Si todo esto no es suficiente, y no hay voluntad para arreglarlo, si nada cambia, si las leyes se regodean en la ambigüedad para ejecutar y en la tutela penal, las víctimas aparecen desprotegidas porque casi nadie se acuerda de que efectivamente lo son, si esto es así, el tono y la pauta continuarán subiendo in crescendo hasta dejar a la propia realidad maltrecha y desprotegida y a los corazones de muchísimos ciudadanos/as rotos, realmente rotos.
Si nada es suficiente, ni nadie va a hacer nada por remediarlo no quedará más remedio que buscar un barco, un gran barco y allá que se subirán todas estas criaturas que se irán más allá del horizonte vestidas de lo que son, víctimas en un mundo que les llenó el morro de leyes pero no consiguió protegerles porque entre otras cosas no puso mucha voluntad.

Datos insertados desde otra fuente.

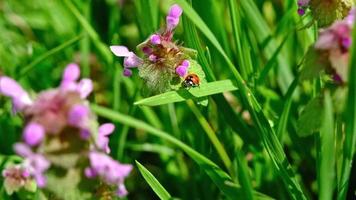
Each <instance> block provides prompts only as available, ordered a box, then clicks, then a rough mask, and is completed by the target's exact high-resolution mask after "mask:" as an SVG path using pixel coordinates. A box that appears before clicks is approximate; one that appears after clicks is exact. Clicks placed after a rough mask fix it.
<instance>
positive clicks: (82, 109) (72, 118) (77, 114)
mask: <svg viewBox="0 0 356 200" xmlns="http://www.w3.org/2000/svg"><path fill="white" fill-rule="evenodd" d="M89 115H90V110H89V108H88V107H87V106H85V105H82V104H78V105H74V106H73V107H72V108H71V109H70V111H69V113H68V123H69V124H70V125H72V126H74V127H77V128H86V127H88V120H89V118H90V116H89Z"/></svg>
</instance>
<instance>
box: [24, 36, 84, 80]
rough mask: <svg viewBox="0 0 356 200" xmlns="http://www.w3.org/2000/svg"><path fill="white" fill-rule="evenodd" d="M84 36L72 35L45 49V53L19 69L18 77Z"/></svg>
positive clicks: (59, 51)
mask: <svg viewBox="0 0 356 200" xmlns="http://www.w3.org/2000/svg"><path fill="white" fill-rule="evenodd" d="M83 37H84V35H83V34H81V35H78V36H75V37H73V38H72V39H70V40H68V41H67V42H65V43H63V44H61V45H59V46H57V47H55V48H53V49H51V50H49V51H47V52H46V53H44V54H42V55H41V56H39V57H38V58H36V59H35V60H34V61H32V62H31V63H30V64H28V65H26V66H25V67H23V68H22V69H21V71H20V77H22V76H24V75H25V74H27V73H29V72H30V71H31V70H32V69H33V68H34V67H36V65H38V64H39V63H41V62H42V61H43V60H45V59H47V58H48V57H50V56H52V55H54V54H56V53H58V52H60V51H62V50H63V49H65V48H67V47H69V46H71V45H73V44H75V43H76V42H78V41H79V40H80V39H82V38H83Z"/></svg>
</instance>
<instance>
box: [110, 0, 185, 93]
mask: <svg viewBox="0 0 356 200" xmlns="http://www.w3.org/2000/svg"><path fill="white" fill-rule="evenodd" d="M182 12H183V11H182V9H181V8H180V7H179V6H178V5H176V4H175V5H173V6H171V7H170V10H169V13H168V15H167V17H166V27H165V28H164V29H163V30H162V31H159V32H157V33H154V34H152V35H151V36H150V37H149V38H148V39H147V40H146V41H145V42H143V43H141V44H140V45H138V49H139V50H141V51H142V54H143V57H142V58H140V57H138V56H137V55H136V54H135V53H133V52H132V51H129V50H128V49H127V48H126V47H125V46H110V49H111V51H112V52H113V53H114V54H115V55H116V56H118V57H124V72H123V74H124V75H125V76H131V75H132V71H131V70H132V68H136V67H137V68H138V70H139V76H140V77H141V78H142V79H144V81H145V82H146V86H147V87H148V88H149V90H150V91H152V92H158V93H161V92H164V91H167V90H170V89H172V85H174V84H176V85H179V81H178V84H177V83H176V82H174V81H175V80H180V77H181V78H184V77H185V76H186V75H187V73H188V71H189V67H190V64H191V62H190V60H191V59H192V58H191V53H190V52H191V51H192V50H190V49H187V48H184V47H182V46H181V45H179V44H178V43H177V42H174V41H172V38H173V34H174V29H175V28H176V27H177V25H178V23H179V19H180V16H181V15H182ZM173 82H174V83H173Z"/></svg>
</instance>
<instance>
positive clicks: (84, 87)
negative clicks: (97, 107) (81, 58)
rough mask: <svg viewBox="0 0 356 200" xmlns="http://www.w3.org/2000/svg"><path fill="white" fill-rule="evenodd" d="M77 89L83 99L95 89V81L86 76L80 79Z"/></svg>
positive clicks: (79, 93)
mask: <svg viewBox="0 0 356 200" xmlns="http://www.w3.org/2000/svg"><path fill="white" fill-rule="evenodd" d="M77 91H78V92H79V94H80V97H81V98H82V99H85V98H87V97H88V96H89V94H90V93H91V92H92V91H93V82H92V80H90V79H88V78H84V79H82V80H80V81H79V83H78V86H77Z"/></svg>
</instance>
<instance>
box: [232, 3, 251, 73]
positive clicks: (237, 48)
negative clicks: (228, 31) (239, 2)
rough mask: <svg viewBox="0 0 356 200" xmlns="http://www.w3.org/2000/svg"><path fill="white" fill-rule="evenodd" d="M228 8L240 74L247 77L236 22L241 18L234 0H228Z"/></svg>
mask: <svg viewBox="0 0 356 200" xmlns="http://www.w3.org/2000/svg"><path fill="white" fill-rule="evenodd" d="M229 9H230V17H231V23H232V30H233V34H234V40H235V46H236V49H237V57H238V64H239V66H240V70H241V74H242V77H243V78H244V79H247V78H248V75H249V73H248V71H247V70H246V68H245V67H246V66H247V65H246V62H245V59H244V55H243V52H242V47H241V46H242V45H241V41H240V40H241V34H240V33H241V28H240V26H239V24H238V22H239V21H240V20H241V19H240V16H239V15H238V13H237V10H238V8H237V4H236V1H235V0H229Z"/></svg>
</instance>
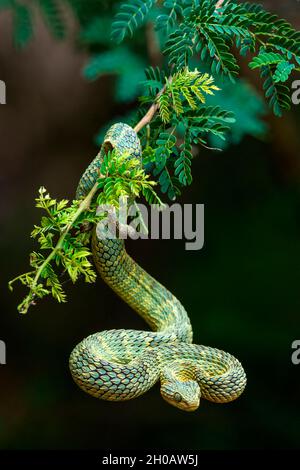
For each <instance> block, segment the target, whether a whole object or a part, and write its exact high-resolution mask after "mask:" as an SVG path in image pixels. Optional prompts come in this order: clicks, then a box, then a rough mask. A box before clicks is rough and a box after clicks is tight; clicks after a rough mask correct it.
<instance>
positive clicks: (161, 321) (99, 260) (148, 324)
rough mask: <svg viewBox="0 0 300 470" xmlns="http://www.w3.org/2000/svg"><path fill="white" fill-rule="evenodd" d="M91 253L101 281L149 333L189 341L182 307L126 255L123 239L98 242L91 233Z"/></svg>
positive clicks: (167, 291) (99, 240) (98, 240)
mask: <svg viewBox="0 0 300 470" xmlns="http://www.w3.org/2000/svg"><path fill="white" fill-rule="evenodd" d="M92 251H93V257H94V263H95V266H96V268H97V270H98V272H99V274H100V276H101V277H102V279H103V280H104V281H105V282H106V283H107V284H108V285H109V286H110V287H111V288H112V289H113V290H114V291H115V292H116V294H118V295H119V296H120V297H121V298H122V299H123V300H124V301H125V302H126V303H127V304H128V305H130V307H132V308H133V309H134V310H135V311H136V312H137V313H138V314H139V315H140V316H141V317H142V318H143V319H144V320H145V321H146V322H147V323H148V325H149V326H150V328H151V329H152V330H154V331H158V332H161V333H164V334H165V335H168V336H170V335H171V336H172V337H173V339H174V340H175V341H176V340H177V341H185V342H188V343H191V342H192V327H191V323H190V320H189V317H188V315H187V312H186V310H185V309H184V307H183V306H182V305H181V303H180V302H179V300H178V299H177V298H176V297H175V296H174V295H173V294H171V292H169V291H168V290H167V289H166V288H165V287H164V286H162V285H161V284H160V283H159V282H158V281H157V280H156V279H154V278H153V277H152V276H150V274H148V273H147V272H146V271H145V270H144V269H143V268H141V266H139V264H137V263H136V262H135V261H134V260H133V259H132V258H131V256H129V255H128V253H127V252H126V250H125V246H124V241H123V240H119V239H106V240H101V239H99V238H98V237H97V235H96V230H94V233H93V237H92Z"/></svg>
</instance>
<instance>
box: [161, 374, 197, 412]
mask: <svg viewBox="0 0 300 470" xmlns="http://www.w3.org/2000/svg"><path fill="white" fill-rule="evenodd" d="M160 393H161V396H162V397H163V399H164V400H166V401H167V402H168V403H169V404H170V405H173V406H176V408H180V409H181V410H184V411H195V410H196V409H197V408H198V407H199V405H200V397H201V390H200V386H199V384H198V383H197V382H196V381H195V380H191V379H188V380H186V379H180V378H170V377H168V378H162V380H161V387H160Z"/></svg>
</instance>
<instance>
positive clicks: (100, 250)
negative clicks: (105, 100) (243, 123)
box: [70, 123, 246, 411]
mask: <svg viewBox="0 0 300 470" xmlns="http://www.w3.org/2000/svg"><path fill="white" fill-rule="evenodd" d="M112 148H114V149H115V150H116V151H119V152H122V153H123V152H126V153H128V155H129V158H130V156H131V155H132V156H134V157H138V158H141V146H140V142H139V139H138V137H137V134H136V133H135V131H134V130H133V129H132V128H131V127H129V126H128V125H127V124H123V123H117V124H115V125H113V126H112V127H111V128H110V129H109V131H108V132H107V134H106V136H105V139H104V143H103V146H102V149H101V152H100V153H99V155H98V156H97V157H96V158H95V159H94V161H93V162H92V163H91V164H90V165H89V167H88V168H87V170H86V171H85V173H84V175H83V176H82V178H81V180H80V182H79V186H78V189H77V198H79V197H83V196H84V195H85V194H86V193H87V192H88V191H89V190H90V189H91V188H92V186H93V185H94V183H95V181H96V179H97V178H98V176H99V168H100V165H101V161H102V158H103V154H104V153H105V152H107V151H108V149H112ZM92 252H93V257H94V262H95V265H96V268H97V270H98V272H99V274H100V276H101V277H102V279H103V280H104V281H105V282H106V283H107V284H108V285H109V286H110V287H111V288H112V289H113V290H114V291H115V292H116V294H117V295H119V296H120V297H121V298H122V299H123V300H124V301H125V302H127V303H128V304H129V305H130V306H131V307H132V308H133V309H134V310H135V311H136V312H137V313H138V314H139V315H141V316H142V317H143V318H144V320H145V321H146V322H147V323H148V325H149V326H150V328H151V329H152V330H153V331H137V330H126V329H119V330H108V331H102V332H100V333H95V334H92V335H90V336H88V337H87V338H85V339H84V340H83V341H81V343H80V344H78V345H77V346H76V347H75V348H74V350H73V351H72V353H71V356H70V370H71V374H72V376H73V379H74V380H75V382H76V383H77V384H78V385H79V387H81V388H82V389H83V390H84V391H86V392H87V393H89V394H91V395H93V396H94V397H97V398H101V399H104V400H112V401H125V400H129V399H131V398H135V397H138V396H139V395H142V394H143V393H145V392H146V391H147V390H149V389H150V388H151V387H152V386H153V385H154V384H155V383H156V382H157V381H160V384H161V395H162V397H163V398H164V399H165V400H166V401H167V402H168V403H170V404H172V405H174V406H176V407H178V408H180V409H183V410H186V411H193V410H195V409H197V408H198V406H199V403H200V397H203V398H205V399H207V400H210V401H213V402H218V403H225V402H229V401H232V400H234V399H236V398H237V397H238V396H239V395H240V394H241V393H242V392H243V390H244V388H245V386H246V375H245V372H244V369H243V367H242V365H241V363H240V362H239V361H238V360H237V359H236V358H235V357H233V356H232V355H230V354H228V353H226V352H224V351H221V350H218V349H215V348H211V347H208V346H200V345H196V344H192V335H193V333H192V327H191V323H190V319H189V317H188V315H187V312H186V311H185V309H184V307H183V306H182V305H181V303H180V302H179V301H178V299H176V297H175V296H174V295H173V294H171V292H169V291H168V290H167V289H166V288H165V287H164V286H162V285H161V284H160V283H159V282H158V281H156V280H155V279H154V278H153V277H152V276H150V275H149V274H148V273H147V272H146V271H145V270H143V269H142V268H141V267H140V266H139V265H138V264H137V263H136V262H135V261H134V260H133V259H132V258H131V257H130V256H129V255H128V254H127V252H126V250H125V246H124V241H123V240H121V239H117V238H116V239H103V238H102V237H99V236H97V231H96V229H94V232H93V238H92Z"/></svg>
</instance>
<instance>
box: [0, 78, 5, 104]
mask: <svg viewBox="0 0 300 470" xmlns="http://www.w3.org/2000/svg"><path fill="white" fill-rule="evenodd" d="M0 104H6V85H5V82H4V81H3V80H0Z"/></svg>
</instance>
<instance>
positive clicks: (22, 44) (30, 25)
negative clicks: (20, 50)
mask: <svg viewBox="0 0 300 470" xmlns="http://www.w3.org/2000/svg"><path fill="white" fill-rule="evenodd" d="M13 22H14V43H15V46H16V47H18V48H23V47H24V46H26V44H27V43H28V42H29V41H30V39H31V38H32V36H33V25H32V17H31V12H30V9H29V8H28V7H27V6H25V5H23V4H19V3H15V4H14V8H13Z"/></svg>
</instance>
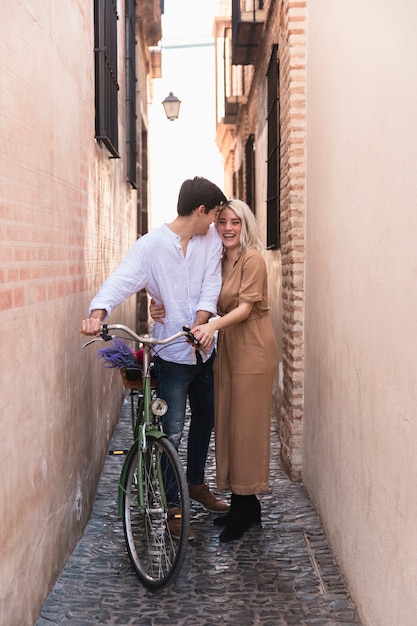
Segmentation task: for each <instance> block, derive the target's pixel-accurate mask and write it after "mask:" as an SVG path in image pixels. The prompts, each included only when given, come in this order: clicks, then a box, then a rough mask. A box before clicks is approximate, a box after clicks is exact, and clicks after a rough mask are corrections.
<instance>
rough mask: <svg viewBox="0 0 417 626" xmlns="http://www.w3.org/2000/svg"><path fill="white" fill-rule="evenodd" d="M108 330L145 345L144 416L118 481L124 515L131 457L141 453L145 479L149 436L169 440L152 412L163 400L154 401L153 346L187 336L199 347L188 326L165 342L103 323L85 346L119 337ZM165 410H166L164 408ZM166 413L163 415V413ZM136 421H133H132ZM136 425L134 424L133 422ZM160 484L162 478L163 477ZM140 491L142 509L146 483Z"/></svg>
mask: <svg viewBox="0 0 417 626" xmlns="http://www.w3.org/2000/svg"><path fill="white" fill-rule="evenodd" d="M109 330H120V331H122V332H123V333H125V334H127V335H128V338H130V339H132V340H134V341H136V342H138V343H139V344H142V346H143V367H142V399H141V404H142V403H143V408H142V409H141V413H142V415H140V416H138V417H137V420H136V425H135V427H134V431H135V430H136V427H138V429H137V437H136V440H135V442H134V444H133V445H132V446H131V448H130V450H129V451H128V453H127V456H126V459H125V462H124V464H123V468H122V471H121V474H120V479H119V489H118V498H117V510H118V514H119V515H121V514H122V501H123V498H124V496H125V493H124V489H123V484H124V482H125V478H126V473H127V471H128V467H129V465H130V462H131V460H132V457H133V456H134V455H135V454H136V451H137V450H138V452H139V454H138V476H142V469H143V454H144V453H145V452H146V437H147V436H149V435H152V436H153V437H155V438H156V439H159V438H161V437H166V435H165V433H164V432H163V430H162V429H161V427H160V425H159V422H158V421H157V420H156V417H157V415H156V413H155V412H153V410H152V406H154V407H157V406H158V404H157V403H158V401H159V402H160V403H161V402H163V401H161V400H159V399H155V400H154V401H153V402H152V385H151V371H150V364H151V350H152V346H155V345H166V344H168V343H170V342H171V341H173V340H174V339H179V338H180V337H187V338H188V339H189V341H191V343H193V344H194V345H196V346H198V345H199V343H198V340H197V339H195V337H194V335H193V334H192V333H191V331H190V329H189V328H188V327H187V326H184V327H183V330H182V331H180V332H178V333H176V335H173V336H172V337H169V338H167V339H164V340H157V339H152V338H150V337H148V336H146V335H143V336H141V335H137V334H136V333H134V332H133V331H132V330H131V329H130V328H128V327H127V326H124V325H123V324H103V326H102V331H101V333H100V334H101V337H100V338H98V337H97V338H94V339H92V340H91V341H89V342H87V343H86V344H85V345H84V346H83V347H85V346H87V345H89V344H90V343H92V342H94V341H111V340H112V339H114V338H115V337H116V335H110V334H109ZM165 410H166V409H165ZM162 414H163V413H162ZM132 422H133V418H132ZM132 426H133V423H132ZM158 472H160V463H159V464H158ZM160 479H161V484H162V483H163V481H162V476H160ZM138 489H139V502H138V504H139V506H140V507H142V508H143V507H144V492H143V484H142V481H141V480H138ZM162 495H163V499H164V500H165V494H162Z"/></svg>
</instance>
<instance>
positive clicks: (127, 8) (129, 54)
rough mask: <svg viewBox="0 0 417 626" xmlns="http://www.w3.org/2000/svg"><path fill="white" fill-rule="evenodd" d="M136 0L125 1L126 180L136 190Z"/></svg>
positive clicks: (136, 129)
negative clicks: (125, 53) (125, 69)
mask: <svg viewBox="0 0 417 626" xmlns="http://www.w3.org/2000/svg"><path fill="white" fill-rule="evenodd" d="M135 23H136V0H126V153H127V164H126V165H127V179H128V181H129V183H130V184H131V185H132V187H133V188H134V189H136V188H137V174H136V165H137V156H138V148H137V134H136V133H137V129H136V126H137V116H136V36H135Z"/></svg>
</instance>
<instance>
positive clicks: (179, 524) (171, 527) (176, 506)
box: [167, 506, 195, 541]
mask: <svg viewBox="0 0 417 626" xmlns="http://www.w3.org/2000/svg"><path fill="white" fill-rule="evenodd" d="M167 526H168V529H169V532H170V533H171V535H172V537H175V538H176V539H179V538H180V536H181V508H180V507H179V506H175V507H172V508H170V509H168V519H167ZM193 539H195V534H194V533H193V531H192V530H191V527H190V530H189V534H188V541H192V540H193Z"/></svg>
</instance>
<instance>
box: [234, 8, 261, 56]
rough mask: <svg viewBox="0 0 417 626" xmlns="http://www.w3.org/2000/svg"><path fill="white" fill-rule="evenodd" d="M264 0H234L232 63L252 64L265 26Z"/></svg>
mask: <svg viewBox="0 0 417 626" xmlns="http://www.w3.org/2000/svg"><path fill="white" fill-rule="evenodd" d="M264 13H265V12H264V2H263V0H232V64H233V65H252V64H253V63H254V62H255V58H256V54H257V52H258V45H259V42H260V40H261V37H262V32H263V28H264V20H265V15H264Z"/></svg>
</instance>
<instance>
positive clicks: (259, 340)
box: [192, 200, 277, 543]
mask: <svg viewBox="0 0 417 626" xmlns="http://www.w3.org/2000/svg"><path fill="white" fill-rule="evenodd" d="M217 229H218V233H219V235H220V238H221V240H222V243H223V249H224V254H223V262H222V289H221V292H220V296H219V301H218V305H217V313H218V315H219V317H217V318H215V319H213V320H212V321H210V322H209V323H207V324H202V325H199V326H196V327H195V328H193V329H192V330H193V332H194V335H195V336H196V337H197V339H198V340H199V341H200V342H201V344H202V345H203V347H205V346H206V345H210V342H211V341H212V339H213V337H214V334H215V332H216V331H218V338H217V355H216V360H215V362H214V366H213V371H214V375H215V379H214V380H215V383H214V402H215V428H214V432H215V441H216V473H217V487H218V489H220V490H223V489H230V490H231V491H232V499H231V507H230V511H229V513H228V514H227V515H225V516H222V517H218V518H216V519H215V520H214V524H215V525H216V526H221V527H224V528H223V531H222V532H221V534H220V541H221V542H222V543H224V542H228V541H232V540H234V539H239V538H240V537H242V535H243V534H244V533H245V532H246V530H248V528H250V526H252V524H259V523H260V522H261V506H260V503H259V500H258V498H257V497H256V494H258V493H262V492H264V491H266V490H267V489H268V486H269V485H268V483H269V449H270V426H271V423H270V420H271V398H272V383H273V378H274V373H275V367H276V361H277V353H276V345H275V335H274V331H273V328H272V324H271V320H270V318H269V306H268V277H267V271H266V264H265V261H264V258H263V256H262V251H261V250H262V247H261V244H260V241H259V237H258V233H257V227H256V222H255V218H254V215H253V213H252V211H251V210H250V208H249V207H248V205H247V204H245V203H244V202H242V201H241V200H229V202H228V203H227V204H226V206H225V207H224V208H222V209H221V210H220V212H219V216H218V219H217Z"/></svg>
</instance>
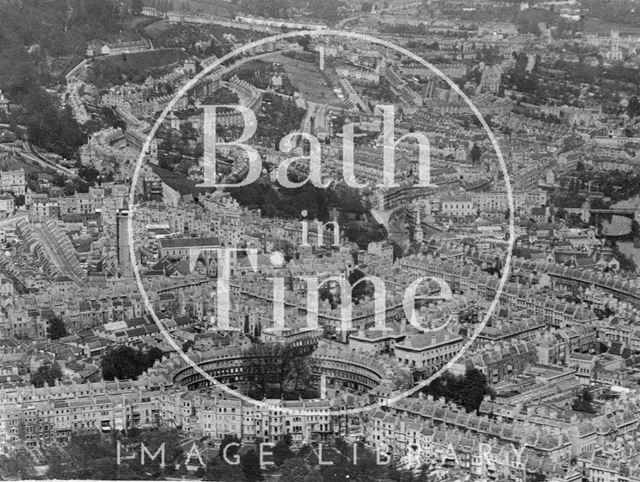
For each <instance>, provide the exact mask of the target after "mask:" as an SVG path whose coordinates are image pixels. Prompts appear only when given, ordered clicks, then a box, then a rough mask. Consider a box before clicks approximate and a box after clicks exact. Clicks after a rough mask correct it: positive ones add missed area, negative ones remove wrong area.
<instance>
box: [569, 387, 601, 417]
mask: <svg viewBox="0 0 640 482" xmlns="http://www.w3.org/2000/svg"><path fill="white" fill-rule="evenodd" d="M592 403H593V395H591V391H590V390H589V389H588V388H587V387H584V388H583V389H582V390H580V392H579V393H578V395H577V396H576V398H575V399H574V400H573V403H572V404H571V409H572V410H575V411H576V412H585V413H596V409H595V408H594V407H593V404H592Z"/></svg>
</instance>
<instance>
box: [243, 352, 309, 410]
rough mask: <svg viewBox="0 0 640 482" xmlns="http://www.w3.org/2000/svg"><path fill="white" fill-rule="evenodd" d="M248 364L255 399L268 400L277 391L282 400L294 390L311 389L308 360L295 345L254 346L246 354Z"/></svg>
mask: <svg viewBox="0 0 640 482" xmlns="http://www.w3.org/2000/svg"><path fill="white" fill-rule="evenodd" d="M245 363H246V368H245V373H248V374H249V375H248V377H249V382H250V383H251V386H252V388H253V391H254V392H253V394H252V395H253V396H254V397H257V398H262V397H266V396H268V394H269V393H271V392H272V391H273V389H274V388H275V389H276V390H277V396H279V398H283V397H284V395H285V392H287V391H290V390H293V391H298V390H307V389H309V388H310V385H311V371H310V369H309V366H308V362H307V357H306V356H304V355H301V354H299V353H297V352H296V350H295V348H294V347H292V346H288V345H284V344H280V343H265V344H256V345H252V346H251V347H250V348H249V349H248V350H247V351H246V354H245Z"/></svg>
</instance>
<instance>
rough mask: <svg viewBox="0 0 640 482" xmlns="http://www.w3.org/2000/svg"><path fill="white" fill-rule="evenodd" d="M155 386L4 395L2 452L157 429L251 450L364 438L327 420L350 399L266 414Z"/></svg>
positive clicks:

Mientras tanto, con un tremendo esfuerzo, continuaremos subiendo fotos de niños, de muchos niños, de sus padres, de voluntarios, de bolsitas con latas, con bolsas de basura, con botellas de lejía, fotos de cachorros en cajas de plástico, esas para poner naranjas o de cartón, o sacos, fotos de personas con nombre y apellidos que tienen mucho que decir y que no se tienen por qué callar porque al fin y al cabo, para los animales, los niños son su futuro, su bocanada de aire fresco y esperanzador, sus puertas hacia una nueva forma de respetarles y por otro lado, muchos adultos, ciudadanos igualmente, que hoy por hoy, son su única voz.
Y a este texto no le vamos a poner ni una sola foto, bueno sí, una o como mucho dos, la de la caja esa de los siete cachorros a pleno sol, esos que les que arrebataron a su madre porque sí. Y porque acabando el día y si las palabras se quedan cortas, los discursos se avergüenzan de serlo y la reflexión puede ser la mejor de las intervenciones, nos queda el barco, donde les subiremos a todos y nos los comeremos. A besos. Porque no hay derecho y porque son víctimas, muy víctimas.
Y… ¿Qué fue de la cajita? Pues hoy duermen repartidos en casas improvisadas tras cientos de horas de llamadas en un tiempo desconcertante, en un requiebro de planes y de palabras. Los siguientes que vengan, es difícil saberlo.
Su futuro, lo desconocemos, posiblemente será muy parecido al de otros muchos que hoy envejecen como las paredes y muros que les cobijan. Esperemos que no.